Ее худые руки поднимались, словно рассвет: когда они взойдут, солнце маски ослепит меня окончательно. Я почти ощущала сметающее все на своем пути приближение наслаждения – этот гул тяжелой техники, от которого трепещут все мои органы. Оставалось несколько секунд. Поэтому так важно было правильно все рассчитать, а концентрация давалась все тяжелее.
– Это я дала ему Йорика, Жирафа… – прибавила она, в то время как ее руки уже почти завершили свое восхождение. Я обратила внимание на кисти: пальцы растопырены, и руки вращаются с мягкой точностью модулей космического корабля. – Это я получила эту маску, не ты… Запомни это навсегда.
– В добрый час, Сесе, – сказала я.
И сделала это.
Мы – наживки, мы – мошенницы. Еще оставалась надежда, что я провела ее при помощи той маски, которую показала раньше. На самом же деле, как и обычно, я заготовила и второй план, гораздо более невероятный. Моей целью было встать перед зеркалом и ухватиться за занавес, частично его закрывавший. И в тот момент, когда Клаудия выполняла последние жесты, я сделала единственное, что еще могла сделать в том состоянии, в котором находилась. Я не могла атаковать ее, не могла убежать и даже закрыть глаза не могла.
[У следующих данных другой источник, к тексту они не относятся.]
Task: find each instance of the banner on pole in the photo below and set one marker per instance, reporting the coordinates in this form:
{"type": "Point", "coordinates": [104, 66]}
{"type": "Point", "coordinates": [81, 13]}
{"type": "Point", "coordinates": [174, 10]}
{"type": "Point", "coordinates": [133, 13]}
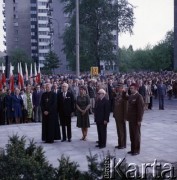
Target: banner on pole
{"type": "Point", "coordinates": [94, 71]}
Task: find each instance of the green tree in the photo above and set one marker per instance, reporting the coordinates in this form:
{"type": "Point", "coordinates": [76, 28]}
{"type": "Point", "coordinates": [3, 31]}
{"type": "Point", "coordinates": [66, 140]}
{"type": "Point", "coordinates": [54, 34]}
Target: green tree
{"type": "Point", "coordinates": [18, 55]}
{"type": "Point", "coordinates": [51, 62]}
{"type": "Point", "coordinates": [97, 21]}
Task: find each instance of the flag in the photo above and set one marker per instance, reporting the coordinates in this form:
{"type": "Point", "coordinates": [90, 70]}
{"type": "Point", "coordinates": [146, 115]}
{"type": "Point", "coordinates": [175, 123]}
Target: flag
{"type": "Point", "coordinates": [26, 71]}
{"type": "Point", "coordinates": [31, 75]}
{"type": "Point", "coordinates": [3, 81]}
{"type": "Point", "coordinates": [39, 75]}
{"type": "Point", "coordinates": [11, 86]}
{"type": "Point", "coordinates": [0, 84]}
{"type": "Point", "coordinates": [21, 76]}
{"type": "Point", "coordinates": [35, 73]}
Но я могла прекратить сопротивление и пасть к ее ногам.
Именно это я и сделала, позволив весу моего тела увлечь меня вниз, – рухнула, как фанат перед обожаемым актером. Мои руки, все еще сжимающие занавес, потянули его за собой. Я рассчитывала, что этого усилия окажется достаточно, чтобы полностью открыть зеркало.